Ex-Chelsea defender Graeme Le Saux has deplored Jose Mourinho’s behaviour towards former club doctor Eva Carneiro as putting football in England “back 30 years”.
Carneiro was publicly criticised by Mourinho for her actions in Chelsea’s opening game of the season against Swansea and subsequently left her position as head doctor at Stamford Bridge after being frozen out of first-team affairs by Mourinho.
Football Association Inclusion Advisory Board member Le Saux thinks Mourinho – who was handed a suspended stadium ban and a £50,000 fine for criticism of referees by the FA on Wednesday – has done serious damage to women working in British football with his recent conduct.
“What concerns me the most, given the work I’m doing for the FA, is the impact Mourinho’s behaviour may have throughout the whole game,” Le Saux said in his column for The Times.

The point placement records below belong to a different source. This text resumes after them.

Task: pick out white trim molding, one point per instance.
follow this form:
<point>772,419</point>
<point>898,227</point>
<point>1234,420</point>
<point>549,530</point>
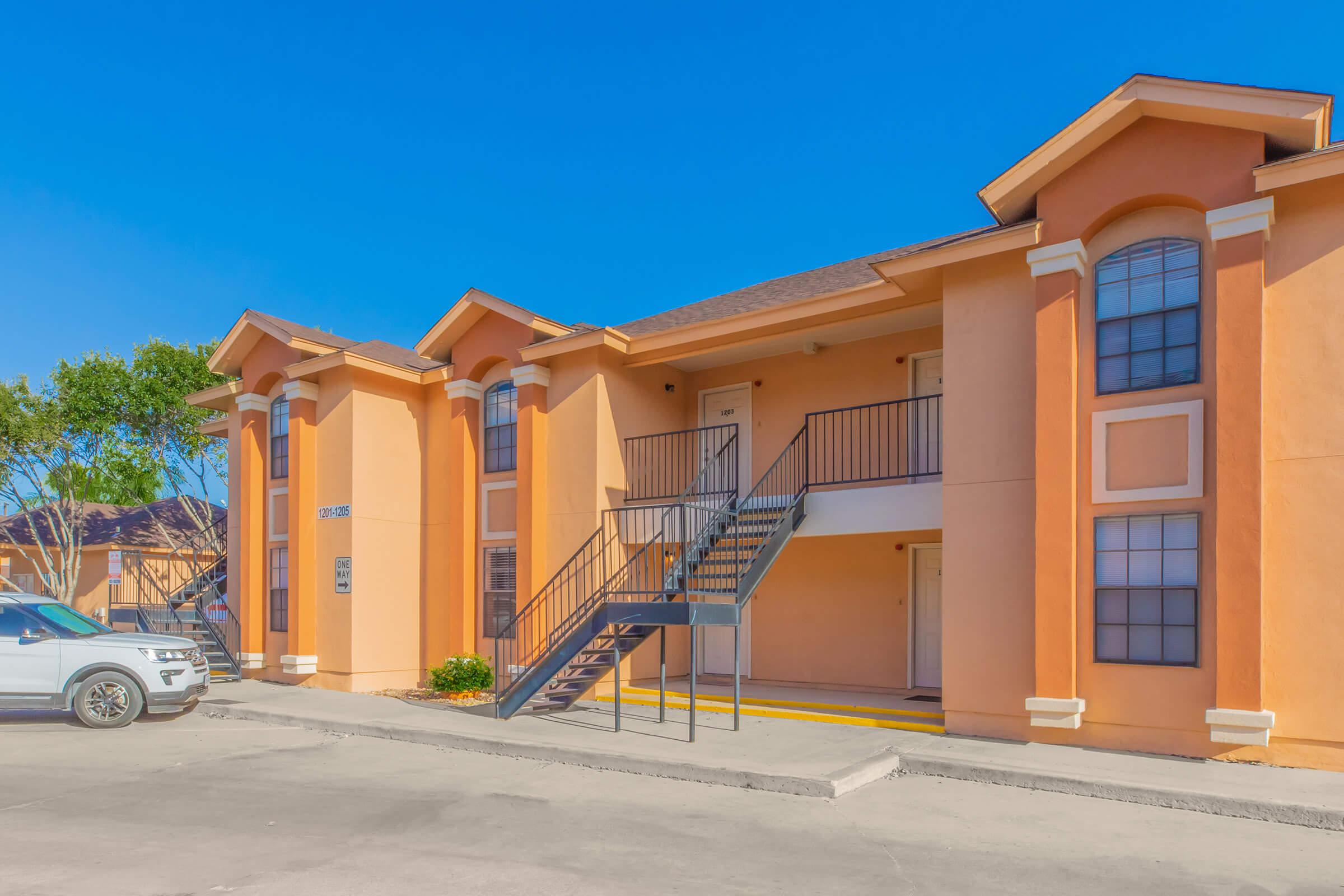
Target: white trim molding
<point>297,665</point>
<point>1244,218</point>
<point>531,375</point>
<point>1194,487</point>
<point>1248,727</point>
<point>1057,712</point>
<point>1052,260</point>
<point>252,402</point>
<point>463,389</point>
<point>300,389</point>
<point>487,535</point>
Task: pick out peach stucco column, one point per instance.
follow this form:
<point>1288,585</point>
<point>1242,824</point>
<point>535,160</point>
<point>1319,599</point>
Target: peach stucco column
<point>301,641</point>
<point>1238,234</point>
<point>459,634</point>
<point>531,382</point>
<point>1058,270</point>
<point>250,494</point>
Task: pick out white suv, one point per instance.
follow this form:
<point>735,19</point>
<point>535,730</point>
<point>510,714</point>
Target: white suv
<point>53,657</point>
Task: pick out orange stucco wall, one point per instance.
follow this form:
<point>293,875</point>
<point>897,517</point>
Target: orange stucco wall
<point>1304,465</point>
<point>1019,379</point>
<point>814,624</point>
<point>988,493</point>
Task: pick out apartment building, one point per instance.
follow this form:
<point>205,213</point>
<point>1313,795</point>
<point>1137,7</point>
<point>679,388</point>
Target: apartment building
<point>1074,472</point>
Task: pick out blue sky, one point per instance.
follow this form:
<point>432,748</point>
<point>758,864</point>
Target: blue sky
<point>358,167</point>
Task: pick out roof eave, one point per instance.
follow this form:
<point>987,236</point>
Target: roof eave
<point>1294,117</point>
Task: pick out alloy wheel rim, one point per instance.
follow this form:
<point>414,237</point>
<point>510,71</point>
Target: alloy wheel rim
<point>108,700</point>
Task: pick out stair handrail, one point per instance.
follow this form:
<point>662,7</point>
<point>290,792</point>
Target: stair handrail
<point>135,561</point>
<point>724,459</point>
<point>508,638</point>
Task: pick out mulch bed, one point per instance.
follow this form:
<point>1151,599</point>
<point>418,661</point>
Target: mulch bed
<point>440,698</point>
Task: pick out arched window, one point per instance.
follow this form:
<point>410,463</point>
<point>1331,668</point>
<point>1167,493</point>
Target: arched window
<point>280,438</point>
<point>502,428</point>
<point>1148,316</point>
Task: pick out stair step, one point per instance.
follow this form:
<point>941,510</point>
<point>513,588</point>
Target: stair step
<point>592,664</point>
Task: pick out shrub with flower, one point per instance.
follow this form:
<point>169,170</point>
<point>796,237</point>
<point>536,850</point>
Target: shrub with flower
<point>463,673</point>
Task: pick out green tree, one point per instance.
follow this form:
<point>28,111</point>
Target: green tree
<point>124,480</point>
<point>165,429</point>
<point>101,430</point>
<point>53,441</point>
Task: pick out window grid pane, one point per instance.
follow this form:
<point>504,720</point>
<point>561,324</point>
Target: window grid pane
<point>1148,316</point>
<point>502,428</point>
<point>280,438</point>
<point>280,589</point>
<point>1147,597</point>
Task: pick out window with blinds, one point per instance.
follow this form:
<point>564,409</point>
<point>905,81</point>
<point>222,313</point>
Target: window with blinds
<point>1148,316</point>
<point>501,591</point>
<point>1148,589</point>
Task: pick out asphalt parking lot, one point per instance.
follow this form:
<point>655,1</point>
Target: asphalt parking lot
<point>203,805</point>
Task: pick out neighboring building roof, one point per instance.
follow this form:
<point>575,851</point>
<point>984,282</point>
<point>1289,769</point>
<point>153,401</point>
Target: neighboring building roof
<point>113,524</point>
<point>820,281</point>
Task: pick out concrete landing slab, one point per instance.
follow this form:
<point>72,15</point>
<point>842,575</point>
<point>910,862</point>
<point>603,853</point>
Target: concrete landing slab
<point>803,758</point>
<point>768,754</point>
<point>1241,790</point>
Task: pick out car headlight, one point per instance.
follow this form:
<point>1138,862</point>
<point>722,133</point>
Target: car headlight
<point>166,656</point>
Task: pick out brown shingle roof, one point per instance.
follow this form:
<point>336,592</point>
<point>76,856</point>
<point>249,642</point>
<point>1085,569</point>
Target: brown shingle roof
<point>377,349</point>
<point>138,524</point>
<point>783,291</point>
<point>310,334</point>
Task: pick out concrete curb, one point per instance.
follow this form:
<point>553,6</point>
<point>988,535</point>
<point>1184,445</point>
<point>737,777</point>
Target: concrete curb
<point>1280,812</point>
<point>834,785</point>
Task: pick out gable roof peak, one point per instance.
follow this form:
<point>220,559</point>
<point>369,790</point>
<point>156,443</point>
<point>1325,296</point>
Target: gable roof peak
<point>1292,120</point>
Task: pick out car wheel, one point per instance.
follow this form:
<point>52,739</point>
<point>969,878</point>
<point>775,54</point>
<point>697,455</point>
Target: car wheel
<point>108,700</point>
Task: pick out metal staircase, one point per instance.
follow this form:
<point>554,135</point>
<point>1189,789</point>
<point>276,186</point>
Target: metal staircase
<point>657,564</point>
<point>185,593</point>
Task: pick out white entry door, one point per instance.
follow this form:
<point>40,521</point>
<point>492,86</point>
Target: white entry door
<point>733,405</point>
<point>928,618</point>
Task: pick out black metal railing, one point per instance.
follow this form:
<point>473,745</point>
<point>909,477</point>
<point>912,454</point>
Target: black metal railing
<point>552,614</point>
<point>183,590</point>
<point>898,440</point>
<point>664,465</point>
<point>706,540</point>
<point>633,555</point>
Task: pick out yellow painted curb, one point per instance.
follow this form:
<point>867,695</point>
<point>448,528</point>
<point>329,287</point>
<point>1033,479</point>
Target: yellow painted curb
<point>799,704</point>
<point>797,715</point>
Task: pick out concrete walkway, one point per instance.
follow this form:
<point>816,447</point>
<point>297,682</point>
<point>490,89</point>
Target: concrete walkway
<point>799,757</point>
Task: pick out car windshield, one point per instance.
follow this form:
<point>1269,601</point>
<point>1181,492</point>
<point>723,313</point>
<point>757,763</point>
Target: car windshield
<point>69,621</point>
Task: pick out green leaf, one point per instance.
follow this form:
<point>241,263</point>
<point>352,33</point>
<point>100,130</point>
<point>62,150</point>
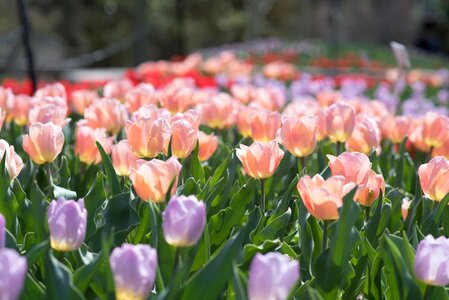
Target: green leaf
<point>58,280</point>
<point>111,176</point>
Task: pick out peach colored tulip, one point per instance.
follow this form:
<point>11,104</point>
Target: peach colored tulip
<point>106,113</point>
<point>48,113</point>
<point>260,160</point>
<point>52,90</point>
<point>434,178</point>
<point>368,193</point>
<point>176,99</point>
<point>396,128</point>
<point>264,125</point>
<point>298,135</point>
<point>405,207</point>
<point>85,146</point>
<point>123,158</point>
<point>322,198</point>
<point>81,99</point>
<point>244,118</point>
<point>151,179</point>
<point>117,88</point>
<point>183,138</point>
<point>140,95</point>
<point>14,163</point>
<point>340,122</point>
<point>219,112</point>
<point>365,136</point>
<point>435,129</point>
<point>148,137</point>
<point>44,142</point>
<point>21,109</point>
<point>208,144</point>
<point>353,166</point>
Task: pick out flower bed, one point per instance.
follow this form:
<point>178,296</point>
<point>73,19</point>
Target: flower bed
<point>219,178</point>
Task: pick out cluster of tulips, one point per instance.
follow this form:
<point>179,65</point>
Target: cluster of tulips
<point>167,209</point>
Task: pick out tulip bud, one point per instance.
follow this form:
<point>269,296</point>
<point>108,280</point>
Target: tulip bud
<point>322,198</point>
<point>432,261</point>
<point>148,137</point>
<point>272,276</point>
<point>67,221</point>
<point>2,231</point>
<point>208,144</point>
<point>122,158</point>
<point>44,142</point>
<point>434,178</point>
<point>260,160</point>
<point>298,135</point>
<point>134,270</point>
<point>183,221</point>
<point>353,166</point>
<point>340,121</point>
<point>151,179</point>
<point>404,208</point>
<point>13,268</point>
<point>14,163</point>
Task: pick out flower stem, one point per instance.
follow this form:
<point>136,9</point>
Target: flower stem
<point>262,194</point>
<point>325,226</point>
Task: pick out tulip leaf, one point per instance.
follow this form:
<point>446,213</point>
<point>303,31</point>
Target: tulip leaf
<point>111,175</point>
<point>58,280</point>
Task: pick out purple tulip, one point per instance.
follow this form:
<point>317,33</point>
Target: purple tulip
<point>13,269</point>
<point>432,261</point>
<point>183,221</point>
<point>272,276</point>
<point>67,220</point>
<point>2,231</point>
<point>134,270</point>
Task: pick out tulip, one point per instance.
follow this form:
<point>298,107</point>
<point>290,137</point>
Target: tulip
<point>122,158</point>
<point>82,99</point>
<point>2,231</point>
<point>367,193</point>
<point>183,221</point>
<point>13,163</point>
<point>405,207</point>
<point>151,179</point>
<point>44,142</point>
<point>208,144</point>
<point>48,113</point>
<point>298,135</point>
<point>365,137</point>
<point>183,138</point>
<point>260,160</point>
<point>13,268</point>
<point>264,125</point>
<point>134,271</point>
<point>432,261</point>
<point>340,122</point>
<point>353,166</point>
<point>85,146</point>
<point>272,276</point>
<point>322,198</point>
<point>139,96</point>
<point>52,90</point>
<point>434,178</point>
<point>148,136</point>
<point>67,221</point>
<point>396,128</point>
<point>106,113</point>
<point>435,129</point>
<point>117,88</point>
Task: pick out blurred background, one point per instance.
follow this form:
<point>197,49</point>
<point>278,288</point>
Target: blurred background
<point>68,34</point>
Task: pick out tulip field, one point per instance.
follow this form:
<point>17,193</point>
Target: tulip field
<point>225,178</point>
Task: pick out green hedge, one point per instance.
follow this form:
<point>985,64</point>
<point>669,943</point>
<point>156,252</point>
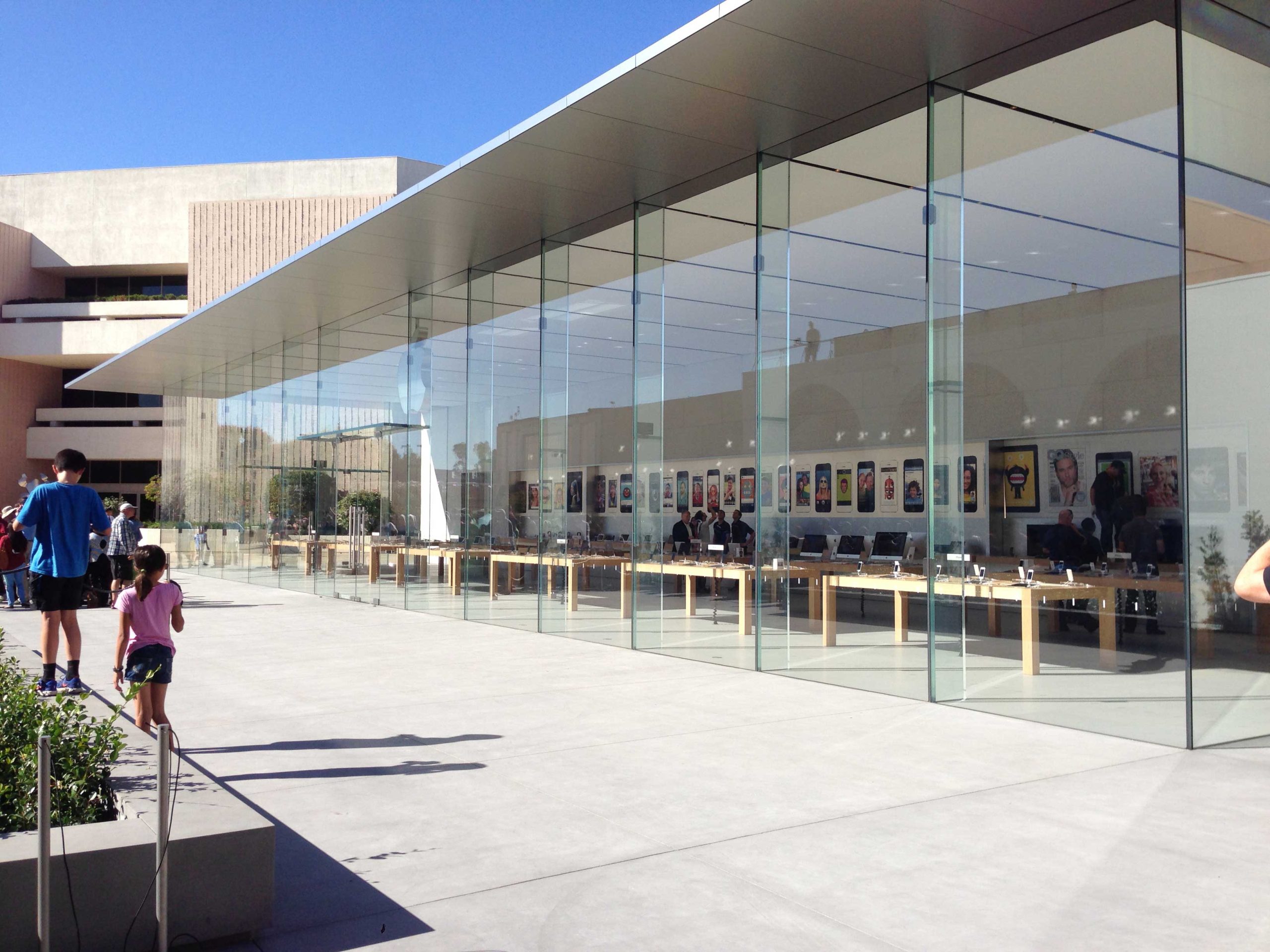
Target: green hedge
<point>83,749</point>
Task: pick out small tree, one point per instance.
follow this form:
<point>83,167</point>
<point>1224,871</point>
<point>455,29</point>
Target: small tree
<point>365,498</point>
<point>1223,608</point>
<point>154,490</point>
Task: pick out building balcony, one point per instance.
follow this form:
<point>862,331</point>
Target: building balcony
<point>78,342</point>
<point>94,310</point>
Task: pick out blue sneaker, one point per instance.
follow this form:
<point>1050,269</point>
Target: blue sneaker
<point>71,686</point>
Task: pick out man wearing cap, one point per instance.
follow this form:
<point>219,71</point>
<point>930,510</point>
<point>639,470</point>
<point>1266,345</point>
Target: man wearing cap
<point>121,547</point>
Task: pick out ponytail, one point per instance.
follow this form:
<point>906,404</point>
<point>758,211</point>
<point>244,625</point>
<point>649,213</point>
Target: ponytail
<point>146,560</point>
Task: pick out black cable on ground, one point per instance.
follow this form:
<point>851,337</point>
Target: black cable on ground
<point>172,814</point>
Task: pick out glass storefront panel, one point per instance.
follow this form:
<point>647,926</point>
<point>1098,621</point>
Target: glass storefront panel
<point>1070,315</point>
<point>1226,75</point>
<point>587,436</point>
<point>437,400</point>
<point>504,400</point>
<point>698,342</point>
<point>844,388</point>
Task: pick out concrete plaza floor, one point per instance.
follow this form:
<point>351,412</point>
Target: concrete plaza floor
<point>444,785</point>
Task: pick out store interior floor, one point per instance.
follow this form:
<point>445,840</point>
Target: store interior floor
<point>445,785</point>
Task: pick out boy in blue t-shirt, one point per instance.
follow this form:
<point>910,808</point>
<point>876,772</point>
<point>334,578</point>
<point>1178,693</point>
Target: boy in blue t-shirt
<point>62,515</point>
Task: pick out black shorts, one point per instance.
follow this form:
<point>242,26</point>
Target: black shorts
<point>149,663</point>
<point>54,595</point>
<point>121,568</point>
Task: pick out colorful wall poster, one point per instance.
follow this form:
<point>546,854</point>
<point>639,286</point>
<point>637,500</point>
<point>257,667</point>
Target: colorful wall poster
<point>888,476</point>
<point>1019,479</point>
<point>1159,475</point>
<point>803,489</point>
<point>940,485</point>
<point>969,484</point>
<point>1209,479</point>
<point>747,490</point>
<point>1067,477</point>
<point>824,488</point>
<point>627,493</point>
<point>915,485</point>
<point>844,492</point>
<point>865,498</point>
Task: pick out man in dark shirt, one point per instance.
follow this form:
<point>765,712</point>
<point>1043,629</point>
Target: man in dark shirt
<point>1064,542</point>
<point>1107,489</point>
<point>683,535</point>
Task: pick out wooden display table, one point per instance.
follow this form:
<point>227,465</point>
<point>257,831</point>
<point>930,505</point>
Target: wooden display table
<point>743,573</point>
<point>572,564</point>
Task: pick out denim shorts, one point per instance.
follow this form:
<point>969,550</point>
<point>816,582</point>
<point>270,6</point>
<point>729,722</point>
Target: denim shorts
<point>149,658</point>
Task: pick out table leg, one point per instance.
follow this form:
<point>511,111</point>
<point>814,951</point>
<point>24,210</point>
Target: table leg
<point>828,616</point>
<point>1107,630</point>
<point>1032,633</point>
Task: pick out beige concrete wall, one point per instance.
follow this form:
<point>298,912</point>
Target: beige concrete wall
<point>233,241</point>
<point>137,219</point>
<point>17,278</point>
<point>23,389</point>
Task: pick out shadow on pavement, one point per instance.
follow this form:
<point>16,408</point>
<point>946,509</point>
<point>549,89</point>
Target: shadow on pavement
<point>400,740</point>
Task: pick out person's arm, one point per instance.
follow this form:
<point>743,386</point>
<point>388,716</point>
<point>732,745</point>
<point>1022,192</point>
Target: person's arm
<point>121,643</point>
<point>1250,584</point>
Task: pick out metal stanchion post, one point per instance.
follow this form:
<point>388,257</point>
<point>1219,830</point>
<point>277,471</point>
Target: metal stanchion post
<point>162,839</point>
<point>44,861</point>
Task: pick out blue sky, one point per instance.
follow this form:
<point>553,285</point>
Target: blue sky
<point>98,85</point>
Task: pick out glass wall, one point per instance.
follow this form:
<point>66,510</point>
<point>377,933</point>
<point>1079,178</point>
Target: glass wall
<point>897,407</point>
<point>1226,69</point>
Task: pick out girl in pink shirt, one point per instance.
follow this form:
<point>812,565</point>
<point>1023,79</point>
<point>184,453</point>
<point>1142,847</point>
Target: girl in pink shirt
<point>149,612</point>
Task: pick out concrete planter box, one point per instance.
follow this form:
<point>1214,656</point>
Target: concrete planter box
<point>220,864</point>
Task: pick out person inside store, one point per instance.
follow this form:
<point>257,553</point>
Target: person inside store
<point>1064,542</point>
<point>1067,545</point>
<point>1107,489</point>
<point>1094,551</point>
<point>1141,537</point>
<point>681,535</point>
<point>742,534</point>
<point>1253,583</point>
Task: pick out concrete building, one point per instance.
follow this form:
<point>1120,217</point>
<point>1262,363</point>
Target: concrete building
<point>93,263</point>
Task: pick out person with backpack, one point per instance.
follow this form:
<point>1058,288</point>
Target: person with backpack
<point>13,560</point>
<point>149,612</point>
<point>62,516</point>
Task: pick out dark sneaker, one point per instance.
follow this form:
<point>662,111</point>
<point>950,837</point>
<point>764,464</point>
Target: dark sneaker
<point>71,686</point>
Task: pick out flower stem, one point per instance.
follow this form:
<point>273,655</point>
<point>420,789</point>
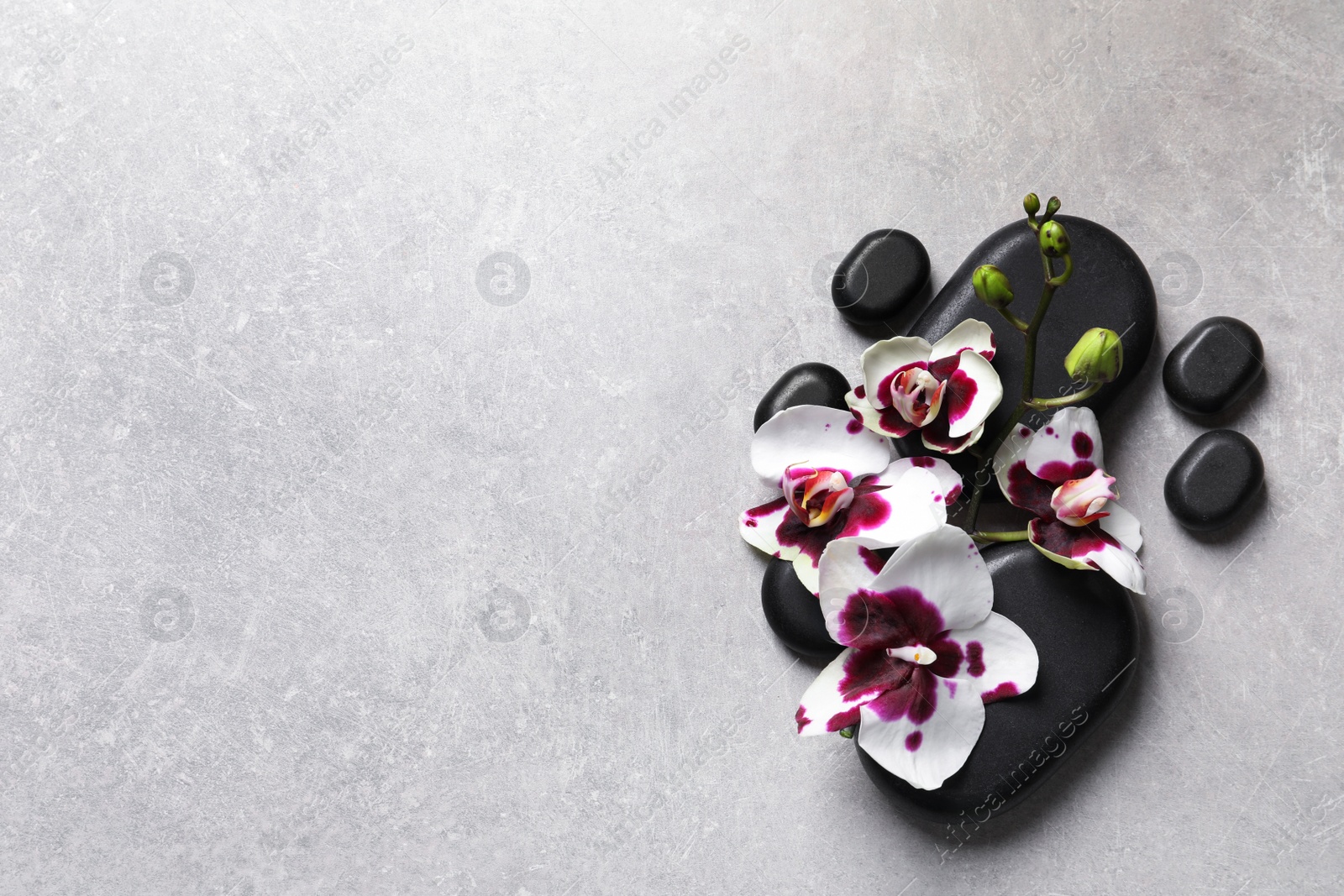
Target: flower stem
<point>1065,401</point>
<point>1028,380</point>
<point>1021,535</point>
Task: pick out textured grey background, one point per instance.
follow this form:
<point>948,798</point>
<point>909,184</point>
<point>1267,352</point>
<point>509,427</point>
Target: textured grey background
<point>339,559</point>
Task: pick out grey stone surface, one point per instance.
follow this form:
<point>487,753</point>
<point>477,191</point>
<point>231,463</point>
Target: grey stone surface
<point>374,432</point>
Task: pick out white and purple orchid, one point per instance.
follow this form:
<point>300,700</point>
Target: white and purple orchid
<point>924,653</point>
<point>945,390</point>
<point>1058,474</point>
<point>839,481</point>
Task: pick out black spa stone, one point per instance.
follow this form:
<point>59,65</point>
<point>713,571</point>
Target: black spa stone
<point>1214,479</point>
<point>1109,288</point>
<point>1086,631</point>
<point>1214,365</point>
<point>810,383</point>
<point>795,613</point>
<point>880,275</point>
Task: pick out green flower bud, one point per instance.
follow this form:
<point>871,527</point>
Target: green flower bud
<point>992,286</point>
<point>1097,358</point>
<point>1054,241</point>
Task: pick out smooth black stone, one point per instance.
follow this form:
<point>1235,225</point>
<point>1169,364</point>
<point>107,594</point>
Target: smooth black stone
<point>810,383</point>
<point>1109,288</point>
<point>1214,479</point>
<point>1214,365</point>
<point>795,613</point>
<point>1086,631</point>
<point>880,275</point>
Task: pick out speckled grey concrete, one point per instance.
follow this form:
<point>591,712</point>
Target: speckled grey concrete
<point>374,434</point>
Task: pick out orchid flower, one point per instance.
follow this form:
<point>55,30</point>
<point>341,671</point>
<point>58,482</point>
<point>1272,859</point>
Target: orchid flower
<point>1057,473</point>
<point>945,390</point>
<point>839,481</point>
<point>924,653</point>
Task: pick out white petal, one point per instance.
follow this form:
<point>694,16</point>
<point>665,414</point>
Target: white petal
<point>1012,450</point>
<point>949,481</point>
<point>822,701</point>
<point>916,506</point>
<point>884,359</point>
<point>999,658</point>
<point>847,566</point>
<point>808,573</point>
<point>759,531</point>
<point>972,372</point>
<point>1121,526</point>
<point>947,569</point>
<point>942,743</point>
<point>971,333</point>
<point>1062,448</point>
<point>817,437</point>
<point>1121,564</point>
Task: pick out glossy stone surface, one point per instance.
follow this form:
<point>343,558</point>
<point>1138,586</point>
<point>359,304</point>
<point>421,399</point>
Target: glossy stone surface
<point>1214,479</point>
<point>1086,631</point>
<point>795,613</point>
<point>808,383</point>
<point>1109,288</point>
<point>880,275</point>
<point>1214,365</point>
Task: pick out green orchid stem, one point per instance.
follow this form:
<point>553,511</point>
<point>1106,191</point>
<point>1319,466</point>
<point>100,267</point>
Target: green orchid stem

“We’re trying to deal with some very sensitive issues and to change the culture of the game. Some good people at the FA have taken a kicking after concluding there was insufficient evidence to charge Mourinho, whilst the whole furore may also deter women from becoming involved in football, as well as discouraging clubs from employing them.
“A lot of people are working very hard to get the game in a better place, but after the last few weeks it feels as if we’ve gone back 30 years.”
As Chelsea have struggled to get going in 2015-16 – they sit 16th in the Premier League table after eight games – Mourinho has boasted it would be folly to sack him as there is no one they can replace him with who is a better manager.
Le Saux has challenged Mourinho’s insistence that he’s the best in the world, though, as he does not think it is possible to ordain such a title on a coach who refuses to accept when he’s in the wrong.
“If this had been handled differently, these negative issues would not have arisen,” he added. “Mourinho doesn’t seem to have reflected on the damage he’s done to his own image, the reputation of Chelsea and – more importantly – the reputation of the entire game.
“Winning things and being the best are two different thing. I define the best as not only someone who’s successful but who behaves and conforms to certain standards. Unless you show an acceptance of your mistakes and take responsibility for your actions, I question whether you are the best.”